Districts and teachers unions have put forth benefits and programs meant to help support teachers’ psychological well-being. American Federation of Teachers launched a “trauma benefit” this year, which includes counseling for teachers who have experienced events including “infection by contagious disease” or “major disaster.” There are mental health webinars, wellness town halls and even online yoga.
In practice, though, it’s all scratching at the surface. The trauma benefit has been used by some teachers, Weingarten said, but not as much as she had hoped, which she attributes to stigma against recognizing mental health problems and a lack of awareness that the resource exists.
For teachers who are stretched thin, those kinds of offerings provide little recourse. They require time and energy, which are in short supply.
“I don’t want to go to a webinar to think about my mental health,” Wohl said. “In my [school] building people try to organize a get-together after school, but it’s over Zoom, and I’m done with Zoom for the day.”
Other resources that might once have been available, and that could have provided some relief — calling in sick, for instance, if a teacher is feeling physically ill or needs a mental health day — are no longer tenable, teachers said.

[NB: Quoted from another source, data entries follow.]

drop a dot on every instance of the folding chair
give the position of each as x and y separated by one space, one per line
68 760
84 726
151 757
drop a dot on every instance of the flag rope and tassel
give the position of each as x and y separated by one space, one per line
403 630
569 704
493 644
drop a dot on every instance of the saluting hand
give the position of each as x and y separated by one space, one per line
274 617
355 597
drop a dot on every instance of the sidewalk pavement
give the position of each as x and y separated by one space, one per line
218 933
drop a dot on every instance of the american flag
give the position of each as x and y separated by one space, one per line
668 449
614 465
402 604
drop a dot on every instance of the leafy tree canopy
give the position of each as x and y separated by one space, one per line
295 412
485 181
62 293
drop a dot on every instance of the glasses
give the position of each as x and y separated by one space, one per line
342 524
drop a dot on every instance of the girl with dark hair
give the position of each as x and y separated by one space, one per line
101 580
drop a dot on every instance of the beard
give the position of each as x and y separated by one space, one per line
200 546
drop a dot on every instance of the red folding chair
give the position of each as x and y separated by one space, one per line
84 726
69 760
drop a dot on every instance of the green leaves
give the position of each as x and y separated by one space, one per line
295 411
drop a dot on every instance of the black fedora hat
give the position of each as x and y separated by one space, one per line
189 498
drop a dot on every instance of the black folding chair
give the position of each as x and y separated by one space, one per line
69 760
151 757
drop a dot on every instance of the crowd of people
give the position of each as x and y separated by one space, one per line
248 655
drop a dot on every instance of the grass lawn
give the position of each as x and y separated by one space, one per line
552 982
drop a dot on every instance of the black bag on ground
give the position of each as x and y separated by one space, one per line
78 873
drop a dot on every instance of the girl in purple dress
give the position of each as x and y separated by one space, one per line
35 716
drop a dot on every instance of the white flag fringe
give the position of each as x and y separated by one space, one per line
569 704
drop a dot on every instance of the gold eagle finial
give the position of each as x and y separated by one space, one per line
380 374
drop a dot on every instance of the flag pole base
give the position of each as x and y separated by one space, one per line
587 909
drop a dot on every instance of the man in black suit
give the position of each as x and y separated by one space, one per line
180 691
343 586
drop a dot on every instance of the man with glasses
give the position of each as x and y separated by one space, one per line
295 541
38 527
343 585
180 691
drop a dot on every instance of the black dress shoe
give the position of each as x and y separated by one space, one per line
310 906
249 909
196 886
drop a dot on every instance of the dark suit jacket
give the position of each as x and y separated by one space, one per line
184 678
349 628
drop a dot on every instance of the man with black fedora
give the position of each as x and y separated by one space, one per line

In many districts, there simply aren’t enough substitute teachers to meet the need. Substitutes are typically retired teachers, and for districts using any hybrid or in-person model, the risk of coronavirus exposure poses a heightened threat. And especially in a pandemic that is straining everyone’s mental health, teachers said, the chance to actually see one’s students is too precious to abandon.
“These kids, they only get to come so much of the time, and they want to see me. They don’t want to see a sub,” Evans said.
For schools that are remote, getting a substitute set up for online learning poses its own set of logistical challenges — getting a Zoom, transferring it over, making sure the substitute is comfortable navigating online learning software. For many, that burden factors in when determining whether to call in sick.
Herda took one day off in October, and “it was more stress than imaginable,” she said. Her district still hasn’t developed a clear system for arranging substitute teachers over video-chat. So she had to alert human resources, tech support and her principal a week in advance of her absence. And still, she was fielding questions from the school on her supposed day away.
With that in mind, she said, the idea of taking a day off for mental health is difficult to conceive.
“I don’t feel confident there’s any measures in place that would help make sure my students shave anything guaranteed to help them, that would take the pressure off of me,” she said. “It would still rely on me doing all of the work even if I was very sick.”
Meanwhile, federal support has lagged. Outlining his own health agenda, President-elect Joe Biden vowed to make it safe for schools to reopen by the end of his first 100 days in office — assuming that Congress and state and local governments took measures to support school-teachers, and to curb the coronavirus spread.
But those are tremendous assumptions, and only promise a safe return to the classroom when the school year has almost ended. News of a vaccine could offer some hope that, even if things are bad now, they will eventually improve. A top CDC panel, the Advisory Committee on Immunization Practices, has recommended that teachers be part of the next wave of Americans vaccinated, meaning they could be immunized by some time in February.
But for many, it feels too far away to really make a difference, especially as winter looms.
“It’s like that trauma response where you cannot look forward. You just live day to day,” Herda said. “That’s the way I’m making it through.”